Anyone know why text-to-image models have so many fewer parameters than text mod...

Sohcahtoa82 · on Aug 2, 2024

The way someone explained it to me is that text-to-image models are essentially just de-noisers.

They train them by taking an image with a label, ie, "cat", and then adding some noise to it, run a training step, add more noise, run another step, and so on until the image is total (or near total) noise and still being told it's a cat.

Then, when you want to generate "cat", you start with noise, and it finds a cat in the noise and cancels some of the noise repeatedly. If you're able to watch an image get generated, sometimes you'll even see two cats on top of each other, but one ends up fading away.

Turns out, these denoisers don't require that many parameters, and if your resulting image has a few pixels that are just a tiny bit off color, you won't even notice.

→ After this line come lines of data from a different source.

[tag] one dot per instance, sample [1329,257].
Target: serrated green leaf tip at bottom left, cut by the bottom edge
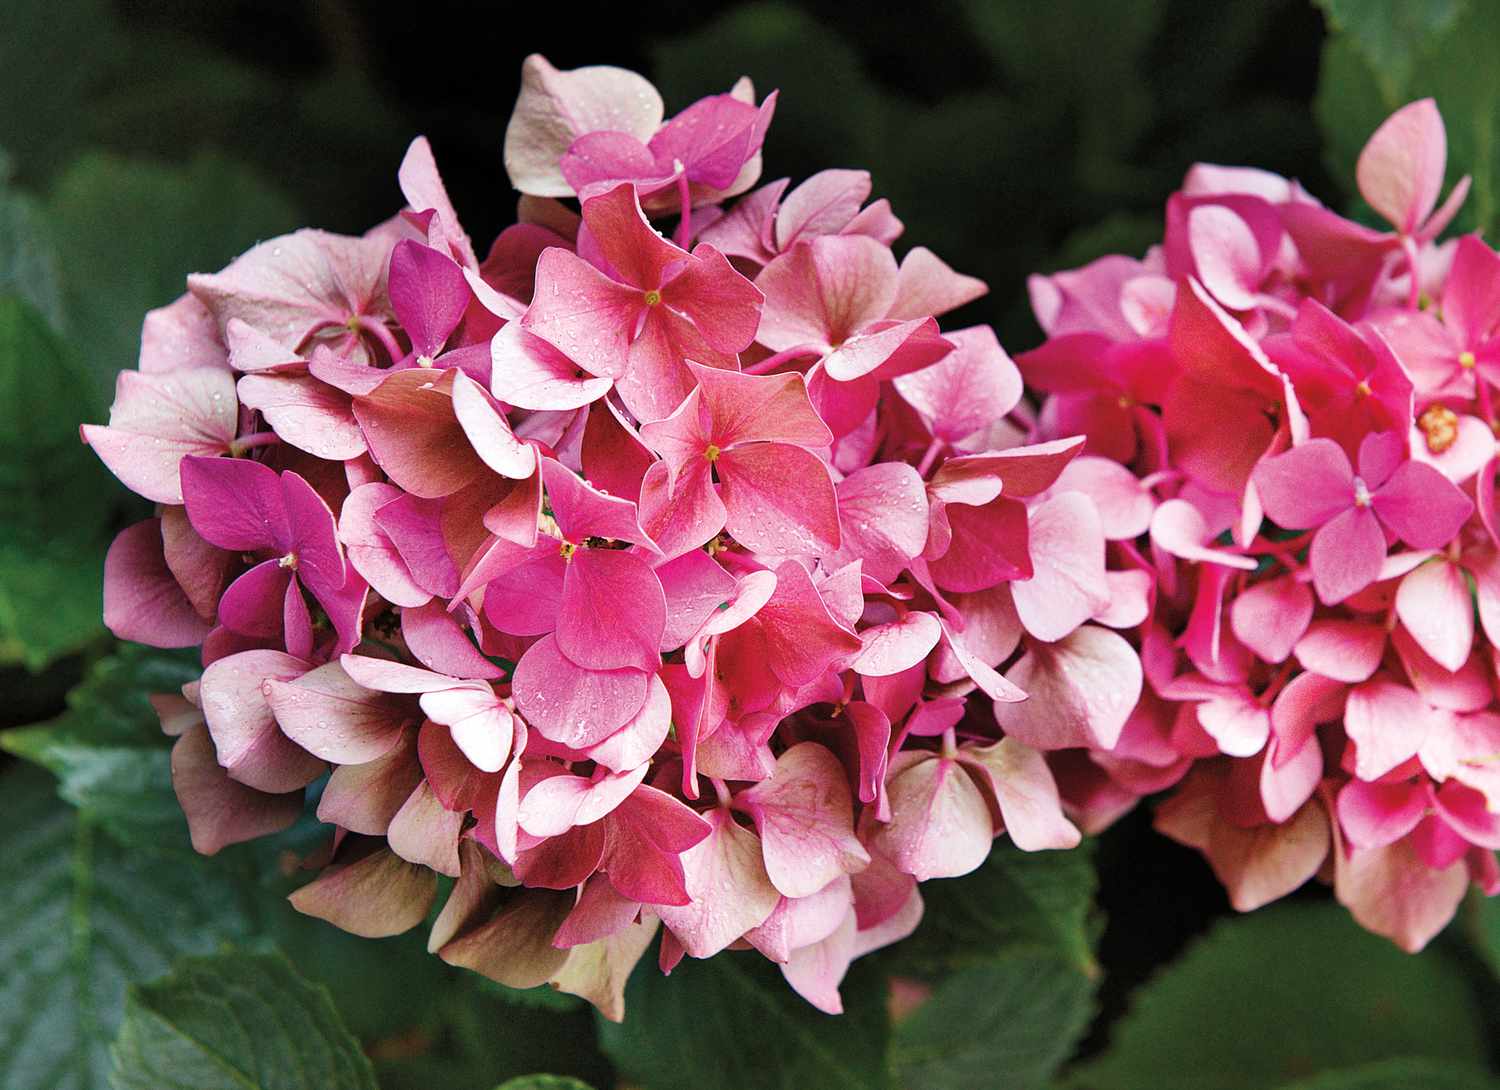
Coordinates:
[236,1022]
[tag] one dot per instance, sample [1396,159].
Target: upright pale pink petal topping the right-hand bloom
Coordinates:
[1400,170]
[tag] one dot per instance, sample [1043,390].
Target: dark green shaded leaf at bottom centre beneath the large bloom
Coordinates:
[734,1020]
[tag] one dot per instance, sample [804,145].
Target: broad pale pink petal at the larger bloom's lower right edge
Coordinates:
[1081,692]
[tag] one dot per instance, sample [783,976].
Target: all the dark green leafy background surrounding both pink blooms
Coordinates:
[140,142]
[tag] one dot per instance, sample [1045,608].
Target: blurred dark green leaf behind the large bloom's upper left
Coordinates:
[170,221]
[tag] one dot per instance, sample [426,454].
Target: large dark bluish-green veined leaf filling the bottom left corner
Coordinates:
[82,920]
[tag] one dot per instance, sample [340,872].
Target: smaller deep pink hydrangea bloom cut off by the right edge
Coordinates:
[1291,428]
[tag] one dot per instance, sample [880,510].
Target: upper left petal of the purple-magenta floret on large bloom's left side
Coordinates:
[236,505]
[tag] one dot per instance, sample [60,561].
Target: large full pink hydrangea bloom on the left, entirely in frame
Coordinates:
[632,581]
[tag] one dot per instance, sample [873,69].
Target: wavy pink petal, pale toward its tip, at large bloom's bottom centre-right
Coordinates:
[805,816]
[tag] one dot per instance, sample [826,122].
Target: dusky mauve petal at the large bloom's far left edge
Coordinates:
[142,599]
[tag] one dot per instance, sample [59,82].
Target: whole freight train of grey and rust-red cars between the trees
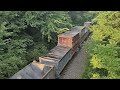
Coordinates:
[51,65]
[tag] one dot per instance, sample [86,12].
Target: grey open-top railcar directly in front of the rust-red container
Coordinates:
[58,57]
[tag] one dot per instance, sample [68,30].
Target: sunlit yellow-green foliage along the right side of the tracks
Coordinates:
[104,46]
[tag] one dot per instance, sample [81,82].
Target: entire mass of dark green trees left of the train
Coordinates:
[26,35]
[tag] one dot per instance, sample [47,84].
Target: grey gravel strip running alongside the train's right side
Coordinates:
[76,66]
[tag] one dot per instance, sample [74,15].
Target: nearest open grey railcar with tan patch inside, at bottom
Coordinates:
[35,70]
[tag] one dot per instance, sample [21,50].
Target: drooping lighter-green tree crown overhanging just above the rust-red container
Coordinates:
[48,22]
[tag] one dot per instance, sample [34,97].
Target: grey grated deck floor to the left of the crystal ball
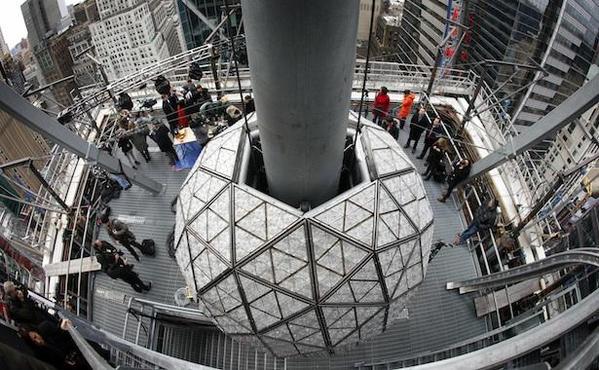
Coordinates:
[149,217]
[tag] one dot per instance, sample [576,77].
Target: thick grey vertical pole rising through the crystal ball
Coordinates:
[302,56]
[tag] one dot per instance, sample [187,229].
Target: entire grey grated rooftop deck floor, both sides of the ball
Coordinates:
[437,317]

minimaxir · on Aug 1, 2024

Diffusion is very efficient encoding/decoding.

The only reason that diffusion isn't used for text is because text requires discrete outputs.

astrange · on Aug 2, 2024

But see: https://arxiv.org/pdf/2407.15595

ZoomerCretin · on Aug 2, 2024

Thank you for the explanation!

fennecbutt · on Aug 6, 2024

If a wurd is misspelt then you notis right away.

If a pixel is just slightly the wrong shade of green, nobody really cares.